I know this has been about alot of other issues then christmases past, but it all connects. All the nastiness all year long just comes together every christmas when we are supposed to enjoy ourselves. It was the same when I was a child, that every christmas she was nagging on father most day, while he was preparing the food. Nothing was good enough and she gave him nasty remarks and laughed at him with that voice of hers. When I wish to sound like a really wicked witch I only have to mimick that tone and all my children know that I'm sounding like their granny. That's my wicked witch voice! Christmas was my mothers favorite and she was terrorizing the whole family with all her traditions. Everything had to be her way. She did however have a great nack of making it very christmas-like, with candles and ornaments. She had put up alot of things on the walls and everywhere, when I was a child, to make it look like christmas. Atleast I think she was doing all that, as I didn't really pay attention. I know dad did all the cooking and preparing of the food. He was preparing for long time before christmas, as some of the food you have to do alot of work with. He was very good with food and he was a very hardworking man.

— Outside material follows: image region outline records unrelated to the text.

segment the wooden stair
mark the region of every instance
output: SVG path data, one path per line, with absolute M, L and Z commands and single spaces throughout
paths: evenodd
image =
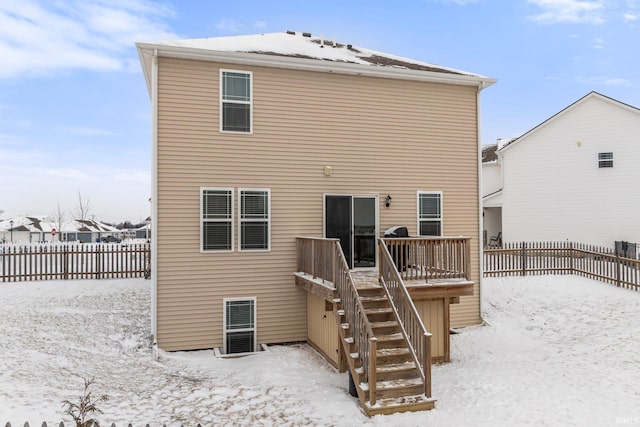
M 335 313 L 341 325 L 340 335 L 345 353 L 349 356 L 351 375 L 365 413 L 372 416 L 433 409 L 435 399 L 424 394 L 420 370 L 384 289 L 377 284 L 358 284 L 356 289 L 377 339 L 375 405 L 370 403 L 369 385 L 363 377 L 364 369 L 351 329 L 344 319 L 344 311 L 336 308 Z

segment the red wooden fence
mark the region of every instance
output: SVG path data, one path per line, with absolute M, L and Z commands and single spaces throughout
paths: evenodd
M 640 260 L 622 258 L 613 249 L 573 242 L 505 243 L 485 248 L 484 276 L 578 274 L 640 290 Z
M 0 246 L 0 281 L 144 277 L 148 243 Z

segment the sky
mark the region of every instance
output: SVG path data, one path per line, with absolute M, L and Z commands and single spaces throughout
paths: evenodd
M 640 0 L 0 0 L 0 218 L 149 216 L 136 42 L 310 32 L 497 79 L 481 142 L 591 91 L 640 107 Z

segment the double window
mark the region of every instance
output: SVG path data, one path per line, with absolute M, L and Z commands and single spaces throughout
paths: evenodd
M 418 191 L 418 233 L 442 236 L 442 192 Z
M 256 351 L 256 299 L 224 299 L 224 353 Z
M 252 73 L 220 70 L 220 130 L 252 132 Z
M 200 198 L 202 250 L 233 250 L 233 189 L 202 188 Z
M 233 194 L 233 188 L 200 189 L 202 251 L 233 251 Z M 271 191 L 241 188 L 238 200 L 240 251 L 271 249 Z
M 599 168 L 612 168 L 613 167 L 613 153 L 598 153 L 598 167 Z
M 240 189 L 240 250 L 269 249 L 269 190 Z

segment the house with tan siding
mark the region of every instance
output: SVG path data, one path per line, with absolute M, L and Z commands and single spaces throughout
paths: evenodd
M 448 327 L 480 323 L 479 99 L 493 79 L 308 33 L 137 47 L 152 105 L 161 349 L 307 341 L 351 372 L 371 414 L 400 394 L 374 381 L 368 342 L 408 336 L 376 334 L 384 316 L 406 309 L 420 326 L 433 305 L 442 361 Z M 392 226 L 411 237 L 385 239 Z M 400 293 L 358 295 L 367 277 Z M 356 337 L 365 330 L 373 341 Z M 422 378 L 413 394 L 433 407 L 430 367 L 408 357 Z

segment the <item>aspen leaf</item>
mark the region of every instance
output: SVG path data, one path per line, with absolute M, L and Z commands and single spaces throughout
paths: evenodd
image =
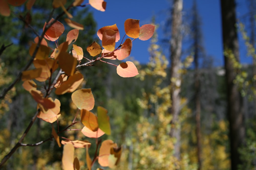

I just can't understand how he could stand to take all the abuse from our mother, but I think he got so used with it that it all ran off him like water on a duck. 
One such food dad prepared a long time before was called "lutfisk", which I see translates into stockfish. I was often there watching him in whatever he was doing as I was his little helper. So I remember how he changed the water every day that the stockfish had to lay in to get rid of all the smelly stuff. It says it's lixivium in Google-translate, but I don't know. It's not good to eat, so you have to get it out of the fish first. Also the fish is hard and needs to soften up by the water. After the treatment is over you cook the fish and make a lovely sauce to it using a special spice. It says it's called allspice, but I don't know. Once I tried to buy ready done stockfish I just had to cook myself and I made a sauce just like I remember dad doing it, but it didn't taste like it should and I never tried it again. I've never seen where you can buy those dry and hard stockfishes he used to buy either. When I was small we had one of those old time shops in our village, where stuff was hanging in the cealing and they went out in the back to get things. You had to wait by the counter to be served and there were no self service in such shops. I think all that changed in the late 60's and we got a couple of regular supermarkets instead. The village had grown ten times over so it was needed.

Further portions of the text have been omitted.